[CUDA][HIP][L0][NATIVECPU][OpenCL] Remove usage of die/terminate#1127
[CUDA][HIP][L0][NATIVECPU][OpenCL] Remove usage of die/terminate#1127martygrant wants to merge 4 commits intooneapi-src:mainfrom
Conversation
| const auto RefCount = hEvent->incrementReferenceCount(); | ||
|
|
||
| detail::ur::assertion(RefCount != 0, | ||
| "Reference count overflow detected in urEventRetain."); |
There was a problem hiding this comment.
This removes a specific error message with a generic one that does not relate to the specific error message.
If you want to keep specific errors then use setErrorMessage etc as e.g here: intel/llvm#10626
There was a problem hiding this comment.
There are quite a few examples of this in this pr.
There was a problem hiding this comment.
This removes a specific error message with a generic one that does not relate to the specific error message.
Agree.
There was a problem hiding this comment.
Hi Jack for these example I'll restore the original error message but use a standard assert(message) from the cassert header.
|
|
||
| cl_adapter::die( | ||
| "Experimental P2P feature is not implemented for OpenCL adapter."); | ||
| return UR_RESULT_ERROR_UNSUPPORTED_FEATURE; |
There was a problem hiding this comment.
This means that in dpc++ the error will simply be PI_ERROR_INVALID_VALUE which is useless to the user and is probably going to lead to a lot of confusion.
In the long run when it really could return the semantics of UR_RESULT_ERROR_UNSUPPORTED_FEATURE
it is probably worth considering whether this is perhaps also a degradation wrt end-user usefulness wrt the more specific "Experimental P2P feature is not implemented for OpenCL adapter."
There are many examples of this.
There was a problem hiding this comment.
I didn't realise there wasn't a DPC++ equivalent error code for UR_RESULT_ERROR_UNSUPPORTED_FEATURE thanks for pointing this out. We would like to make a change to the SYCL runtime to handle these errors similar to a recent change made here intel/llvm@3756725 would this be acceptable?
There was a problem hiding this comment.
I didn't realise there wasn't a DPC++ equivalent error code for
UR_RESULT_ERROR_UNSUPPORTED_FEATUREthanks for pointing this out. We would like to make a change to the SYCL runtime to handle these errors similar to a recent change made here intel/llvm@3756725 would this be acceptable?
I guess you could do that as things stand. Although from what I understand it would require that all backends that can call this API won't be able to return any other errors that map to PI_ERROR_INVALID_OPERATION, and this will have to be guaranteed to remain true into the future. But these are technical implementation questions, which I don't think are the key issue to consider.

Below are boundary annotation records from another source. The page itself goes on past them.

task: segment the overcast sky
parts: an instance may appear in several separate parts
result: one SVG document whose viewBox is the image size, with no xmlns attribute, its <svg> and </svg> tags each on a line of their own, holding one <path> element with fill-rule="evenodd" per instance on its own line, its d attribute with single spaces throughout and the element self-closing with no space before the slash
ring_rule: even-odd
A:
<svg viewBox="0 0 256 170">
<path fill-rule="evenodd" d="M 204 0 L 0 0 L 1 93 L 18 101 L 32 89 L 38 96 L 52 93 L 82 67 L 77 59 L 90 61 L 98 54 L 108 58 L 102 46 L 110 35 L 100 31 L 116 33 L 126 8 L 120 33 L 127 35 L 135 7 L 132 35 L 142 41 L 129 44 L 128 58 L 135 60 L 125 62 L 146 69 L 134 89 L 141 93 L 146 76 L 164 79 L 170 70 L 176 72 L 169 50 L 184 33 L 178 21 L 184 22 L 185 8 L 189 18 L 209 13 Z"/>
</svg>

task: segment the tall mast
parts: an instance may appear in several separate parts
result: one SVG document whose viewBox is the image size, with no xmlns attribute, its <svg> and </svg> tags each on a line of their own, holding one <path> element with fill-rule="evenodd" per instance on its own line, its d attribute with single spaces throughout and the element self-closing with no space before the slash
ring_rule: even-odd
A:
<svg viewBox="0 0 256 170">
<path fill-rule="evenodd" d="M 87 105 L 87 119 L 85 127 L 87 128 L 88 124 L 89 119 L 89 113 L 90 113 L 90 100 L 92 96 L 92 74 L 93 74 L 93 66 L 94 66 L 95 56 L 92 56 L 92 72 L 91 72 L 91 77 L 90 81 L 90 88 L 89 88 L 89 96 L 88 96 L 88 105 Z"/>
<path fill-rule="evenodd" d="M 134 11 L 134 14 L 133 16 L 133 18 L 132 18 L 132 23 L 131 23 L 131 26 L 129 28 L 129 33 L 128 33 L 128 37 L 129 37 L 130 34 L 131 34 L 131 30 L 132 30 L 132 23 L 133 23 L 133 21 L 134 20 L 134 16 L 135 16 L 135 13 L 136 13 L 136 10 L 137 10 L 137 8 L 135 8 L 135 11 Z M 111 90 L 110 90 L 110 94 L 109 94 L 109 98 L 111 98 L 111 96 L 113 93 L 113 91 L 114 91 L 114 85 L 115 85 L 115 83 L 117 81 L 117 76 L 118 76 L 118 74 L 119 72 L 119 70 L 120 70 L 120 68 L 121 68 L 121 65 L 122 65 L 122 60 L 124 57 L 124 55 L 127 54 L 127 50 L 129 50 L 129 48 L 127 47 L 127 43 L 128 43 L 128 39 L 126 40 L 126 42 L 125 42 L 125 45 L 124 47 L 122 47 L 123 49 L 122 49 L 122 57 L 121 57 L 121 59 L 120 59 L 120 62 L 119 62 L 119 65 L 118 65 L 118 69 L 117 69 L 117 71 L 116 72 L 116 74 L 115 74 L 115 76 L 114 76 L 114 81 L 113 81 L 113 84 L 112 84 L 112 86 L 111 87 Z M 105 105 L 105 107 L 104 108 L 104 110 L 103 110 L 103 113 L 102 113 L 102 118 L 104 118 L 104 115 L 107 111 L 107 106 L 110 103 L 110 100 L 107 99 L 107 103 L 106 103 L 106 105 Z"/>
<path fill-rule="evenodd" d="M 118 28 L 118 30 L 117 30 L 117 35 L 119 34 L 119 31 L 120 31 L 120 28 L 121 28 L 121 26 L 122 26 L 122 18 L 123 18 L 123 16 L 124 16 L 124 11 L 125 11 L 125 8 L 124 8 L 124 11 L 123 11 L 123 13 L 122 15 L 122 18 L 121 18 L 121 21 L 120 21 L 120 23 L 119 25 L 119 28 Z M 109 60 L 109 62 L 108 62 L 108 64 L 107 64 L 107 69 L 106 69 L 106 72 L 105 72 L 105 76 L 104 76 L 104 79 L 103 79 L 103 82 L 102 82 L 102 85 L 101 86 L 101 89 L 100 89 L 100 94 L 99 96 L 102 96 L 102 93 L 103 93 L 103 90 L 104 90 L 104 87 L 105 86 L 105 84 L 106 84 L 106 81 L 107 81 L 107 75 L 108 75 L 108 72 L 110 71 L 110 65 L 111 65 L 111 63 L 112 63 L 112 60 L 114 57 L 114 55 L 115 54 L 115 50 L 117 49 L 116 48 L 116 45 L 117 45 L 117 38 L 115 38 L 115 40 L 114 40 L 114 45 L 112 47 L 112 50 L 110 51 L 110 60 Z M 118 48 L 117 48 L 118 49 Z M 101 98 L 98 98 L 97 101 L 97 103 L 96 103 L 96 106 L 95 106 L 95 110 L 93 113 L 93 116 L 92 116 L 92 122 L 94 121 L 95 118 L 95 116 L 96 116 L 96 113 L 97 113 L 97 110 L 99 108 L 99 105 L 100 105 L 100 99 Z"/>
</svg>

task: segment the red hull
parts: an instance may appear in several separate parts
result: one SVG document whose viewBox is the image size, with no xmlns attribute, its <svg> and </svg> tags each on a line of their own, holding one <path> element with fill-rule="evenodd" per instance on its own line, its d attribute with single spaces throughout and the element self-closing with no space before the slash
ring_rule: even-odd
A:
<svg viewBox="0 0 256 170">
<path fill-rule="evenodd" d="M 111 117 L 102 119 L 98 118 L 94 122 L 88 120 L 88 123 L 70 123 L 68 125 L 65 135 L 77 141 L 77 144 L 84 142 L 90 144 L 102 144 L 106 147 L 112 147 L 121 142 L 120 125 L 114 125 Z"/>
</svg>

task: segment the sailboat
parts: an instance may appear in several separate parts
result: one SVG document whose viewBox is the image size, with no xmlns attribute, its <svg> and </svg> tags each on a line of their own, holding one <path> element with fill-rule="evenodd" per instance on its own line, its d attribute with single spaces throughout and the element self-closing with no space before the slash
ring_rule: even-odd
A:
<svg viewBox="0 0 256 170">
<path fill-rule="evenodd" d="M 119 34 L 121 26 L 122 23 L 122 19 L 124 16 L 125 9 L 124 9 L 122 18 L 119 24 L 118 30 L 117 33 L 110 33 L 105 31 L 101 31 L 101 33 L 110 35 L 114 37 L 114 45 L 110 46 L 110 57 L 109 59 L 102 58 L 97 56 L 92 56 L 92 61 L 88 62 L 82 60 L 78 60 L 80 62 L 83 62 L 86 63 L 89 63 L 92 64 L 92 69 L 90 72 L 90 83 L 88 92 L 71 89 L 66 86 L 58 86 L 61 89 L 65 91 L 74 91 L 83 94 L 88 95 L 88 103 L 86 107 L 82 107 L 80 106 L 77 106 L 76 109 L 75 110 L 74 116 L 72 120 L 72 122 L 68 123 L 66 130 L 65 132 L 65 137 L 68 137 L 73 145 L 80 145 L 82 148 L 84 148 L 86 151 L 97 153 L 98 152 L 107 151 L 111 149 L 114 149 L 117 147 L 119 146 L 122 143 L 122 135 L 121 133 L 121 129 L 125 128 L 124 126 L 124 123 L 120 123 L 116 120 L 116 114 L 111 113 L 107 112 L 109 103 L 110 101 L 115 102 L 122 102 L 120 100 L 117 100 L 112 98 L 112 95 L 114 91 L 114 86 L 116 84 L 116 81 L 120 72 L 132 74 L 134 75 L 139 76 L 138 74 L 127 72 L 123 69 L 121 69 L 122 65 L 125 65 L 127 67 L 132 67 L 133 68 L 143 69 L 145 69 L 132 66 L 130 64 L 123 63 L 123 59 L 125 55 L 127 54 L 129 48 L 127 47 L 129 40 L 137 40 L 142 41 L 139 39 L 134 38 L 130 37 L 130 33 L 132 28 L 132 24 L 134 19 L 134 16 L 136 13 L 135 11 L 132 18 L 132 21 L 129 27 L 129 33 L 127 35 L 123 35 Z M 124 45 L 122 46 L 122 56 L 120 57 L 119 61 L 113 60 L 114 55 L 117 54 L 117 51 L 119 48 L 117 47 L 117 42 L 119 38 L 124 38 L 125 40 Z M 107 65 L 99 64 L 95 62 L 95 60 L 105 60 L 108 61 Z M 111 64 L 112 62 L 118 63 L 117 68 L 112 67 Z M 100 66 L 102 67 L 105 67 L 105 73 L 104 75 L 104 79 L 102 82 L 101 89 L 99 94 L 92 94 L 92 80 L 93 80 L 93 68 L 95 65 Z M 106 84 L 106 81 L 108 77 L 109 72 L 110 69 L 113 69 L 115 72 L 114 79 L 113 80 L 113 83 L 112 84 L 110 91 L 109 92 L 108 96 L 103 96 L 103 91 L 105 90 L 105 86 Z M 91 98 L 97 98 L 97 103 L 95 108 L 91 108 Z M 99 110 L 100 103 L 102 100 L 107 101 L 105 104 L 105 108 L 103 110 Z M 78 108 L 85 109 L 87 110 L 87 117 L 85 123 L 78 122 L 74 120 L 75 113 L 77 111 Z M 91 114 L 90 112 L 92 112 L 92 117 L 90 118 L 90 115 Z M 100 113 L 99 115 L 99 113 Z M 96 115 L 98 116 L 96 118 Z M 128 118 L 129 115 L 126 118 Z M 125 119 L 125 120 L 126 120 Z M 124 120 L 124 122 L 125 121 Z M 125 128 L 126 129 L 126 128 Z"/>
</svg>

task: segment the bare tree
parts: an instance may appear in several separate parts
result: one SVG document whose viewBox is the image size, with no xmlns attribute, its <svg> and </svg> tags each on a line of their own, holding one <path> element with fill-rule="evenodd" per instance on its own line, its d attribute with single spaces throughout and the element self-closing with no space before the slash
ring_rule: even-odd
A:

Since also presumably all PI_ERROR_* will be removed at some point when PI is removed, maybe the above solution would only be very temporary, and I can see one argument that in the future it might be decided that UR_RESULT_ERROR_UNSUPPORTED_FEATURE will be returned for all such cases where a feature isn't supported. Then the runtime can pass a more specific message if it receives this error.
The above paragraph is more of a specification question which in my point of view is the right type of question to be asking at this stage, since there doesn't appear (tell me if I am wrong) a clear specification in UR for dealing with errors. For such a specification to be stable into the future I can think of some requirements it would need to satisfy (in a rough order of importance):
- Support both adapter agnostic and adapter specific errors.
- Be compatible with the error requirements of existing supported language runtime specifications (assuming that the language runtime specifications have error handling fit for purpose, and aren't themselves looking into changes in future versions (SYCL is one), in such a case the error requirements to take account of will be the future versions not the existing ones).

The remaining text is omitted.